Page 14 of Sacred


  There was a long dead pause on the line.

  When he spoke again, his voice was a whisper. “You know what it takes to buy a federal judge?”

  “A lot of money.”

  “A lot of money,” he said. “And a lot of power, Patrick. I’ve been looking into the alleged head of the Church of Truth and Revelation, guy by the name of P. F. Nicholson Kett—”

  “No shit? That’s his full name?”

  “Yeah. Why?”

  “Nothing,” I said. “Just, what a dorky name.”
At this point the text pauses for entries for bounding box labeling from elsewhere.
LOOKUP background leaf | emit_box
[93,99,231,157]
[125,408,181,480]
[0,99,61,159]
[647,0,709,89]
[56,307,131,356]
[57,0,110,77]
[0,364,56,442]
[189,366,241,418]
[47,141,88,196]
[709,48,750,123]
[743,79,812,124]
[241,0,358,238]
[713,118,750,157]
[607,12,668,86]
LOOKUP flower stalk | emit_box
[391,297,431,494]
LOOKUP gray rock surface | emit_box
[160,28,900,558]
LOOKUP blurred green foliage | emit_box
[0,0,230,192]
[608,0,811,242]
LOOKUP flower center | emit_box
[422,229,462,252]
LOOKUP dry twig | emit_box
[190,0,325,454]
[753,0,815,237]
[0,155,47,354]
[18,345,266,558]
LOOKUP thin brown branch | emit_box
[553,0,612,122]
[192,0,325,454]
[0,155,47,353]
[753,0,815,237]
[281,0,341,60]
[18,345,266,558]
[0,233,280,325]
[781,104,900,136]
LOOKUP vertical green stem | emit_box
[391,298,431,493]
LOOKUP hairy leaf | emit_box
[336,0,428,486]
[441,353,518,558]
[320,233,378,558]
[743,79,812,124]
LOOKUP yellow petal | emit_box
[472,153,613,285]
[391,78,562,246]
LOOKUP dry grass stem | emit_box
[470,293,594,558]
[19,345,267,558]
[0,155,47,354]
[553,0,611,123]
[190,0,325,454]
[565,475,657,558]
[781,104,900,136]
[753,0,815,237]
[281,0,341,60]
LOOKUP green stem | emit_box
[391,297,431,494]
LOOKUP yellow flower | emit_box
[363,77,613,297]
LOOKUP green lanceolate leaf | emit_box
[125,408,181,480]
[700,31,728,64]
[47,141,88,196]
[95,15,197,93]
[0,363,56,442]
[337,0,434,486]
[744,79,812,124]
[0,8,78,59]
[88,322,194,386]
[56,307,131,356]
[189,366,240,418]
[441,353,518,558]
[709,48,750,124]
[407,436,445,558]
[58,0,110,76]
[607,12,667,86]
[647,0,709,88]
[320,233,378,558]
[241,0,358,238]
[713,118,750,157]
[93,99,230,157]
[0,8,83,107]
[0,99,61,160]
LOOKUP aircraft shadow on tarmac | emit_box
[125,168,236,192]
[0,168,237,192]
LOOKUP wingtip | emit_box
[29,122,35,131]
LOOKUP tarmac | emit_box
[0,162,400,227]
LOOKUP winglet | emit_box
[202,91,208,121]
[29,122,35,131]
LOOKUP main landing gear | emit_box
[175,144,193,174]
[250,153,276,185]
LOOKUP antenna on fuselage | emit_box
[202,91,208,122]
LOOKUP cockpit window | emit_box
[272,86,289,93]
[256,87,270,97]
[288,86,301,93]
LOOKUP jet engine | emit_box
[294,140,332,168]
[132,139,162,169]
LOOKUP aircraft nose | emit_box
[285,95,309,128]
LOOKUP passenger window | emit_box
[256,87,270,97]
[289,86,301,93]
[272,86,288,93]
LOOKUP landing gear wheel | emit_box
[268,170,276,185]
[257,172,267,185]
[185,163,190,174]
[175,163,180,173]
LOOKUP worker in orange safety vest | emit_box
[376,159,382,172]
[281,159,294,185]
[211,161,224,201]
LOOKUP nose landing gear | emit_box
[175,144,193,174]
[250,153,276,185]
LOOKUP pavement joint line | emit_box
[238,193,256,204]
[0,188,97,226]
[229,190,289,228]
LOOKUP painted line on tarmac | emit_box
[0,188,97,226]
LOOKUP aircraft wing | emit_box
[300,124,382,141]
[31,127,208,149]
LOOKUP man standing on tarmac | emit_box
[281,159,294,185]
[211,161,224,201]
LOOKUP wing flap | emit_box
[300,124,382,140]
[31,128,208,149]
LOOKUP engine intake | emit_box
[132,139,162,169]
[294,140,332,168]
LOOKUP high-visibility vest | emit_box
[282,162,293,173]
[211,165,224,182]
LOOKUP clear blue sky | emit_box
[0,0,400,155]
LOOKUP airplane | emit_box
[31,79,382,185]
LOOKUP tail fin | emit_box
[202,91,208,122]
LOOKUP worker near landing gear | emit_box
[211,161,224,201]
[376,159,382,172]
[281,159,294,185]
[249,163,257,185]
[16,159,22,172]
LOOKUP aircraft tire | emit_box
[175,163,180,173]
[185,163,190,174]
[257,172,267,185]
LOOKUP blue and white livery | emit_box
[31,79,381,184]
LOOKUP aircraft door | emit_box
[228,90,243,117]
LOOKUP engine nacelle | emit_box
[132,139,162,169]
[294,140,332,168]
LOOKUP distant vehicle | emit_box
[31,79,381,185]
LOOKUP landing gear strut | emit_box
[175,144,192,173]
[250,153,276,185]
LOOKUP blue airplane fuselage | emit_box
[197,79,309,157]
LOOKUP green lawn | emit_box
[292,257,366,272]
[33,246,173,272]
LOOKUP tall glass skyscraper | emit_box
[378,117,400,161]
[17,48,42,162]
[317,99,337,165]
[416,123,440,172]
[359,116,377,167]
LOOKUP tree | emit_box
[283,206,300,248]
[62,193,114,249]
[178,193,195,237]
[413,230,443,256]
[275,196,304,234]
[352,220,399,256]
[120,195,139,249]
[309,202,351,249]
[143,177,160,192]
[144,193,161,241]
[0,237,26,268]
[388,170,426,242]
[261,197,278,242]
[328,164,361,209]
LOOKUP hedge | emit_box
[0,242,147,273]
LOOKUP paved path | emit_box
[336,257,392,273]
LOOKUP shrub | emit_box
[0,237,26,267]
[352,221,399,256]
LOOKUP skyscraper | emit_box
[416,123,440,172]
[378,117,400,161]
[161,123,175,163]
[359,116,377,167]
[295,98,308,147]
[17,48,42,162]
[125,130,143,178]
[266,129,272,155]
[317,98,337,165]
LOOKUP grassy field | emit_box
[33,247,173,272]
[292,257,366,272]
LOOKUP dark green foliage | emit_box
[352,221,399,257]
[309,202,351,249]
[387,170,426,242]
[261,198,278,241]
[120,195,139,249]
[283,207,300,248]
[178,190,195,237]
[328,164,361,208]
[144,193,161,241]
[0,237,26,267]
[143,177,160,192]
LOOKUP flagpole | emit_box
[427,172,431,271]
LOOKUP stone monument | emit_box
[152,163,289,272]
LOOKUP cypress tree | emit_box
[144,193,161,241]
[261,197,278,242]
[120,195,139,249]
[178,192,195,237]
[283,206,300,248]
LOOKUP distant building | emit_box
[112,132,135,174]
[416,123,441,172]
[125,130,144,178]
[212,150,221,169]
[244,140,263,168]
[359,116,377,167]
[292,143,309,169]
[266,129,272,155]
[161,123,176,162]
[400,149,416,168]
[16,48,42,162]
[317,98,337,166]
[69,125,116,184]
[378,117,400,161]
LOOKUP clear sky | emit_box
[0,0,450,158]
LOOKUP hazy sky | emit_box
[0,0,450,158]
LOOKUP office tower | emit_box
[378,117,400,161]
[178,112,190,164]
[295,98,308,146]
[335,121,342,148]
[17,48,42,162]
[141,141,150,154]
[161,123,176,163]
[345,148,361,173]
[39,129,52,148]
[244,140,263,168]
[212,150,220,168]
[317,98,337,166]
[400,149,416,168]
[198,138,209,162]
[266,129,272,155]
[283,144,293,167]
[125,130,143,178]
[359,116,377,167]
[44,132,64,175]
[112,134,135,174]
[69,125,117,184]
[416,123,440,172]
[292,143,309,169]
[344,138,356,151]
  “Yeah, well, P. F. Nicholson Kett is like a god and guru and high priest all rolled into one. And no one has seen him in over twenty years. He transmits messages through underlings, supposedly from his yacht off the coast of Florida. And he—”

  “Florida,” I said.

  “Right. Look, I think the guy’s bullshit. I think he died a long time ago and he was never much to begin with. He was just the face someone put on the Church.”

  “And the face behind the face is?”

  “I don’t know,” he said. “But it ain’t P. F. Nicholson Kett. The guy was a moron. A former advertising copy editor from Madison, Wisconsin, who used to write porno scripts under an assumed name to make ends meet. The guy could barely spell his own name. But I’ve seen films and he had charisma. Plus he had that look in his eyes of all fanatics, part fervent belief, part comatose. So someone took this guy with good looks and charisma and propped his ass up to be a little tin god. And that someone, I’m sure of it, is the guy who’s suing my ass at the moment.”

  On his end I heard the sudden eruption of several beeping phone lines.

  “Call me later. Gotta run.”

  “Bye,” I said, but he was already gone.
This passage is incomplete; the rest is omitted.